Kurokawa Onsen, Kyushu, Japan


IMG_3821IMG_3822IMG_3823IMG_3824IMG_3825IMG_3826IMG_3827IMG_3829IMG_3830IMG_3831IMG_3832IMG_3845Visiting Kurokawa Onsen, Kyushu, Japan

It was a cold morning when we got off the bus at Kurokawa Onsen.
The bus ride from Yufuin to Kurokawa Onsen had been a short, one and a half hour, pleasant drive through the green scenery of hills and rivers.

The hilly village of Kurokawa Onsen intentionally has no big concrete hotels with hundreds of rooms, but only smaller Ryokans set along the river, surrounded by forests.
They have decided to preserve the feeling of a centuries-old Onsen town by carefully restricting any new buildings that are proposed.

There are a few short, steep and narrow streets lining the tiny village, and the morning mist was still blanketing the old guesthouses.

We left our backpacks at the coin lockers next to the bus stop and went for a stroll around the village.
There were only a handful of shops and a few small eateries, all of which were still closed.
Most guests in this small hot springs town eat at their guesthouses.

In order to encourage greater tourism, twenty seven of the town’s Onsens formed a collective that allows visitors to experience the fun of “Onsen Hopping.”

For 1300 Yen ($11.70), you get three entry tickets to use at any of the Onsens in the program.
You do not have to spend them all in one vacation; the wooden medallion you get to hang around your neck lasts for six months.
We saw many tourists strolling through town, dressed in summer kimonos yukatas and wearing getas (traditional wooden sandals) wearing these medallions around their necks.

We did not purchase this medallion because our guesthouse, Yamabiko Ryokan, has many different types of hot spring pools, including private ones that Jules and I could use together by locking the door.

A private couples’ Onsen is a rare treat.
Since you are not allowed to wear bathing suits in the hot springs, most Onsens in Japan are segregated by gender.
The mineral content in the hot spring waters in the area varies from place to place.

Our room was fabulous, located right over the river.
Through the round windows, we could hear many birds chirping and singing – it sounded almost unreal.
We also purchased the Kaiseki meal set for the three nights we stayed there, and had lavish tasting menu feasts every night.

To explore the area, we went on two long hikes while we stayed there.
The first was along the old and unused road that meanders through neighboring villages.
We admired the flowers growing in people’s gardens, the beauty of the quiet hills and the charming houses by the rice fields.

On the second full day’s hike, we went on a nature walk designated on an English map of the area that we got at the information center.
We took with us handmade rice crackers, peanuts and raisins, along with green tea for the day’s walk.

It was a beautiful hike with almost nobody around.
We reached a hilltop observation point and saw the “Sleeping Buddha” on the horizon, formed by three distant mountains that together look like a sleeping man.

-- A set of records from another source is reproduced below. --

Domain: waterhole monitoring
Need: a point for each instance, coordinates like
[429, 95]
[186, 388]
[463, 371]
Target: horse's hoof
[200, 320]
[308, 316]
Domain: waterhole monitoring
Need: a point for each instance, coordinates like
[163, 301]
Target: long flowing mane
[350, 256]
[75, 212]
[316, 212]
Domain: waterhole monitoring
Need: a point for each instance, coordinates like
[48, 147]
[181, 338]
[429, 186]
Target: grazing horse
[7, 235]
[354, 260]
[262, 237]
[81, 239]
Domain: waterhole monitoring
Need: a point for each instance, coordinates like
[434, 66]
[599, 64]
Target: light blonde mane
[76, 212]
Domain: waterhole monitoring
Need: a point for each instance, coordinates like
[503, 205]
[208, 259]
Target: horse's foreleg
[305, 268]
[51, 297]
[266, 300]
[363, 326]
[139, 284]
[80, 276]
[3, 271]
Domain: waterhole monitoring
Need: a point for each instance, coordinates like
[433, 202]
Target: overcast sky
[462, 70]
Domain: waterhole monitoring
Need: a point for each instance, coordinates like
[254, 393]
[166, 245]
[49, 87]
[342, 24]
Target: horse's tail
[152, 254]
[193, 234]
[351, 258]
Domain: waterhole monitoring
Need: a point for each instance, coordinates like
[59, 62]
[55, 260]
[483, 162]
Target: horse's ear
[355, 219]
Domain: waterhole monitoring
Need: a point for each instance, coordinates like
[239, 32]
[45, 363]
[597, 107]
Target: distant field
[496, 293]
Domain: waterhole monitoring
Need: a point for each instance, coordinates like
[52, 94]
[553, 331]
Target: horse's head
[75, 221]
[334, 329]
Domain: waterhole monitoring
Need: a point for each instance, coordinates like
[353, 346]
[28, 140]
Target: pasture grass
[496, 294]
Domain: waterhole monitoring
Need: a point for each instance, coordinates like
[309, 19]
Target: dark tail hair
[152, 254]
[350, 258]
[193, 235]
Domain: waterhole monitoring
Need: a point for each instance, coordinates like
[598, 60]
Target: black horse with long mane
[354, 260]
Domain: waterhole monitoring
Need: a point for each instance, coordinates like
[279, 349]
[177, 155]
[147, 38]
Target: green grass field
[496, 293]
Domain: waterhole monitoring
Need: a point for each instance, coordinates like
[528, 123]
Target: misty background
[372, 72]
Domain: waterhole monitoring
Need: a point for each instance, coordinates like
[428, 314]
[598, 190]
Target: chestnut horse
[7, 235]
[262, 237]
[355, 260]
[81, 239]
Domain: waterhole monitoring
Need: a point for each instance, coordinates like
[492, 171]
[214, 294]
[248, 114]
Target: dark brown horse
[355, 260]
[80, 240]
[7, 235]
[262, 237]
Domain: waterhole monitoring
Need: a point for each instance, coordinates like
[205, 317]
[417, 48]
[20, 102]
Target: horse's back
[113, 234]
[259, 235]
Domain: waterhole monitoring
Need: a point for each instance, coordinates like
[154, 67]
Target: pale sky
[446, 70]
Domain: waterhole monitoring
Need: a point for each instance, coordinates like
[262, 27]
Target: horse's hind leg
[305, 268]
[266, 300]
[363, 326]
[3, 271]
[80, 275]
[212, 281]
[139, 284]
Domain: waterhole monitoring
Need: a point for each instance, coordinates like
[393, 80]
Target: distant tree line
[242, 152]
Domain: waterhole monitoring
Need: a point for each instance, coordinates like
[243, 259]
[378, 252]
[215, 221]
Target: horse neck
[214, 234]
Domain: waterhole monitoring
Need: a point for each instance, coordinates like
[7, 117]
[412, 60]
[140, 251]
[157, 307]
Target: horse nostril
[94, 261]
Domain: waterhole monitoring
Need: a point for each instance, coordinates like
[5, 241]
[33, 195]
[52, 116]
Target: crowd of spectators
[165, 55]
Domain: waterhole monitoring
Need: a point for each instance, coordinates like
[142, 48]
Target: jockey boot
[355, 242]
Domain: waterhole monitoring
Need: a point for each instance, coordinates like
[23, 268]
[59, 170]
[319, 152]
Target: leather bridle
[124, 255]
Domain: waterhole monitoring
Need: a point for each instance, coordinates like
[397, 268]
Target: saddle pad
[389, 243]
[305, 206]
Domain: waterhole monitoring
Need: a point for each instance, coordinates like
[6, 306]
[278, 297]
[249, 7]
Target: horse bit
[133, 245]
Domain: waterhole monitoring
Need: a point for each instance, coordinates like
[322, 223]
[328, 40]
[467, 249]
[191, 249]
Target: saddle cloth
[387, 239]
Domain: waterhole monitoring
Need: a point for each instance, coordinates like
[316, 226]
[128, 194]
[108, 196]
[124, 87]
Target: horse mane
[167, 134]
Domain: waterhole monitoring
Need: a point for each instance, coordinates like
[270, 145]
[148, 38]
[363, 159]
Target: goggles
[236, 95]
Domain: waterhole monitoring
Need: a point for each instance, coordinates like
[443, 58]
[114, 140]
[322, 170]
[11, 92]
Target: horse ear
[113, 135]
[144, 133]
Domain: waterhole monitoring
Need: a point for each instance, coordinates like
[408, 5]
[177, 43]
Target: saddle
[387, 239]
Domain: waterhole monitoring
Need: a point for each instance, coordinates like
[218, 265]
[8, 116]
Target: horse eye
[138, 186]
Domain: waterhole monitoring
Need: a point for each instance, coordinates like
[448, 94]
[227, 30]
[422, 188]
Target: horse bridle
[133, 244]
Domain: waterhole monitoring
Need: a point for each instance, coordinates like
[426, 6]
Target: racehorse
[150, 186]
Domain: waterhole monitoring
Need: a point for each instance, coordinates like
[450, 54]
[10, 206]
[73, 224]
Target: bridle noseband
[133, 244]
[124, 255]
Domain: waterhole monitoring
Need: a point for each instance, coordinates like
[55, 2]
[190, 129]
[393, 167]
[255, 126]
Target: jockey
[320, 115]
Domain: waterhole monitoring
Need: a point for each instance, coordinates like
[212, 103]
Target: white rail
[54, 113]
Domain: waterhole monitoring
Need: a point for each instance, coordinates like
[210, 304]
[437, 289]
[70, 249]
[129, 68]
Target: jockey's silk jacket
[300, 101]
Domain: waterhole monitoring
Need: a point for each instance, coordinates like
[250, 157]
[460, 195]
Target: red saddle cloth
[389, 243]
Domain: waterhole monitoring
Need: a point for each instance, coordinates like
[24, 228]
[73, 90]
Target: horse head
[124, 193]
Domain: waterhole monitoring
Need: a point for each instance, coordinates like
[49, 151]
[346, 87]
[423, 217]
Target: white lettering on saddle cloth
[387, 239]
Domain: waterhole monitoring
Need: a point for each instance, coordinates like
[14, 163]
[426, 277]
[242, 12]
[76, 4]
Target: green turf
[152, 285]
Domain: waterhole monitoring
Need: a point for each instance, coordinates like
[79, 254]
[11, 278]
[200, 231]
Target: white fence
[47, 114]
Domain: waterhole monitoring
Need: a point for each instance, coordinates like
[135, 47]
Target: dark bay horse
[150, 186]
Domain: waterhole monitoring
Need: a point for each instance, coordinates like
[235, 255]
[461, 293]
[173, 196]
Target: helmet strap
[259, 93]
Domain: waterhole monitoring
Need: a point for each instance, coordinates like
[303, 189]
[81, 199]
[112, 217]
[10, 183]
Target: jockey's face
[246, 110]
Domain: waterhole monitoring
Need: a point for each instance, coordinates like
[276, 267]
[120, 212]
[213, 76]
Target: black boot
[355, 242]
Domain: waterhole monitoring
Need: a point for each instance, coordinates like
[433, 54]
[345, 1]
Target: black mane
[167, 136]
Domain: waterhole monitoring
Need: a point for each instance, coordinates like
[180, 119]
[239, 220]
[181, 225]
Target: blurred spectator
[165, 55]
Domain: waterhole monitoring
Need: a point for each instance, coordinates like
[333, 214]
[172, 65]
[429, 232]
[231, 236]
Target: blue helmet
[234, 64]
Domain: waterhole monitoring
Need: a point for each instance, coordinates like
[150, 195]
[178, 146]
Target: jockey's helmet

We also saw some interesting volcanic rocks and a bubbling sulphuric spring which had cold, rather than hot water.
The forest around us was beautiful, and a few quiet Ryokans were located in remote places.

On our second night, we tried to request that the next two evenings tasting feasts be vegetarian only, but they looked at us with sad eyes, as if we were saying that we did not like their seafood.
We quickly relented and agreed to the regular menu that they had already planned for us.

The Kaiseki tradition requires that not one dish we had already eaten be repeated, except for the plain rice, miso soup and tea at the end of each meal.
Every dish of the twenty five or more dishes that we ate each night, had to be different from everything we had already eaten the nights before.

When it was time for us to leave, they gifted us two lovely porcelain bowls, hand painted with beautiful motifs.

The weather was perfect during the whole time we stayed in Kurokawa Onsen, with cool evenings and pleasantly warm but not hot days.

Kurokawa is located on the northeastern side of Mount Aso near Kumamoto, an area that suffered major damage recently from an earthquake that destroyed whole villages and damaged the rail lines.

It was a bit of journey to get from Kurokawa Onsen to Ureshino Onsen, located north of Nagasaki.
We had to take a local bus back to Yufuin, then a train to Tosu, then another train to Yamaguchi, then switch to a local train to Takeo Onsen, and finally take a local bus to Ureshino Onsen.

We had to switch trains with only three minutes to find the next train and get on it.
All the names of the trains were written in Kanji, which we cannot read.
We ran to the first nearby train we saw and asked no one in particular if this train was going to Yamaguchi, and by the response of the school kids inside, we had to decide without a moment to spare, if this was our train or if we should run up the stairs and then down again to the next platform.

Miraculously, we made it right before the doors closed both times and made it to our lovely hotel in Ureshino Onsen, in time for dinner and a soak in the soft and silky waters of the Ureshino Hot Springs.